Most endodontic treatments in the present study were primary NSRCT (94. 9%). Tricalcium silicate sealers were utilized in 88.6%. Recent studies advocate using calcium silicate cement-based sealers due to their excellent physiochemical and biological characteristics, and clinical success [31,32,33]. One advantage is that it allows the clinician to utilize traditional obturation techniques, lateral and warm vertical compaction, and single cone technique. The present study’s high success and survival rate support the use of calcium silicate sealer for obturation.
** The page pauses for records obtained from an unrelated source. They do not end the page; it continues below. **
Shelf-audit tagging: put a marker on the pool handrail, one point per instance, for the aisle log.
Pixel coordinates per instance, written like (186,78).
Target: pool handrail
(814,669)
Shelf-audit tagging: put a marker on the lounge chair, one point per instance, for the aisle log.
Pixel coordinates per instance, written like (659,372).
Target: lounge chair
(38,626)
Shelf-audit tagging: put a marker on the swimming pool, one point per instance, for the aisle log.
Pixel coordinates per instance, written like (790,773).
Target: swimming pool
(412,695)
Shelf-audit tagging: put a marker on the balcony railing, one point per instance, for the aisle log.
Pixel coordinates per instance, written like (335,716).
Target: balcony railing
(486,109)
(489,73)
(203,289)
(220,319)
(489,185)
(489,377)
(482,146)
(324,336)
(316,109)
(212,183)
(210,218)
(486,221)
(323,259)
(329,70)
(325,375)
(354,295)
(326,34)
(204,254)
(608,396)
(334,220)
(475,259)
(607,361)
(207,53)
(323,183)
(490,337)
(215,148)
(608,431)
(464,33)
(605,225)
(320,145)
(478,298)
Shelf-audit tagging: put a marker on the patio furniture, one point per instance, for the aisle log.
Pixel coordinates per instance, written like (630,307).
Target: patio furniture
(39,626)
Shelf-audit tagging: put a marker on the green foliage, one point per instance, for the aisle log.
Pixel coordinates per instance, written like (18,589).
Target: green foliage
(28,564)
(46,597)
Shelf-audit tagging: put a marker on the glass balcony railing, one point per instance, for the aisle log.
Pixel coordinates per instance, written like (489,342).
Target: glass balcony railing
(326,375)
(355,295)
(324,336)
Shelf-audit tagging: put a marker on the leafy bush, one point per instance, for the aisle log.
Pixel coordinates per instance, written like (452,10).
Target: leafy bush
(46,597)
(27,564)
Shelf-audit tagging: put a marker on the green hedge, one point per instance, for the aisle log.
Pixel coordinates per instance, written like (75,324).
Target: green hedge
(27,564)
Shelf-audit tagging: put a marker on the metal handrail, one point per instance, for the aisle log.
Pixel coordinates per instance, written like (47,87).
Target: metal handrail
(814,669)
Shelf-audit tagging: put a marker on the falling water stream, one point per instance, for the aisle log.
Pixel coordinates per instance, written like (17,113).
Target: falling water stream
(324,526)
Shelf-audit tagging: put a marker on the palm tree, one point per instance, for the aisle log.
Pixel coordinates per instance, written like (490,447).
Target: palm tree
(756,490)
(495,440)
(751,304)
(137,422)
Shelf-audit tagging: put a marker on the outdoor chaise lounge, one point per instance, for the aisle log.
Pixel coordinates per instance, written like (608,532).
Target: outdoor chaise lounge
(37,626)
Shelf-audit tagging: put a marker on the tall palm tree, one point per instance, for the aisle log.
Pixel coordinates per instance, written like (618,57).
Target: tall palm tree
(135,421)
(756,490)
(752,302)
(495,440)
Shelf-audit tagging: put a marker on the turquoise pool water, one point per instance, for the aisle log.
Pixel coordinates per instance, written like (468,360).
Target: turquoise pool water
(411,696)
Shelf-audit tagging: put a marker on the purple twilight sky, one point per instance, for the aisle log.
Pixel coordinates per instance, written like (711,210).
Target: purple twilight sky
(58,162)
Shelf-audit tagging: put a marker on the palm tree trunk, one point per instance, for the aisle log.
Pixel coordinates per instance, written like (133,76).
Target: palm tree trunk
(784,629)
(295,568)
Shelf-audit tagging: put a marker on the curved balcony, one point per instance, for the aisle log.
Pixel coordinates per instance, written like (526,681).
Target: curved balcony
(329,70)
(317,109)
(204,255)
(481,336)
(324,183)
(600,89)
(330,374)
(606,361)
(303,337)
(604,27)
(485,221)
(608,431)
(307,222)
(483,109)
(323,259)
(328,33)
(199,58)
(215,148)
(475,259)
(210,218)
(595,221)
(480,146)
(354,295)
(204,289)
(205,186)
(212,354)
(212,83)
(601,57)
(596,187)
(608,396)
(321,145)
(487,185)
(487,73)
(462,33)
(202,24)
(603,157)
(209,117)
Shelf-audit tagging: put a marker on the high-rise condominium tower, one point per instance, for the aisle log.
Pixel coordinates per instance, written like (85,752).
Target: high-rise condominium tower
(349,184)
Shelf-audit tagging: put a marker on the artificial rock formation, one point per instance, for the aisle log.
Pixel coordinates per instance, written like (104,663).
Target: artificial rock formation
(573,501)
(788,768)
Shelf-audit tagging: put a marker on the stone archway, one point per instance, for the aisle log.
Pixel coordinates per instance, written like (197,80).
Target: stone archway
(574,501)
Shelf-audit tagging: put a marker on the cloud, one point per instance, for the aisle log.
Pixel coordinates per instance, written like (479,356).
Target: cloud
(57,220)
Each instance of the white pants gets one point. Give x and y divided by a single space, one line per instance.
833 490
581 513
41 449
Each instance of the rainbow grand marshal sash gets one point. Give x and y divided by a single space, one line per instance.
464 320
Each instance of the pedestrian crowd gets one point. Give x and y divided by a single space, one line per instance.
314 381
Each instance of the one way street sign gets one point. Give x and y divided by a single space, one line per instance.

The present study has several limitations inherent to its observational design. Firstly, like most observational studies, the potential for confounding factors exists. While several preoperative and prognostic factors were analyzed and found statistically insignificant, other unmeasured variables could have influenced the outcomes. Secondly, using GA in some patients limited the ability to perform a comprehensive preoperative examination and establish a definitive diagnosis. Additionally, endodontic procedures were modified under GA to minimize treatment time and facilitate other procedures. Furthermore, the study included a heterogeneous population of patients with SHCNs without stratifying for underlying medical conditions, which might have impacted treatment outcomes. Finally, the inclusion of all teeth types with varying root development stages introduced additional variability. These limitations collectively raise the possibility of underestimating or overestimating the treatment success rates reported.


This study underscores the efficacy of combining GA with contemporary nonsurgical endodontic procedures for patients with SHCNs. The high survival rate, successful resolution of periapical lesions, and minimal recurrent caries observed in this study suggest that GA can be a valuable tool to facilitate successful endodontic treatment, improving oral health outcomes in this patient population.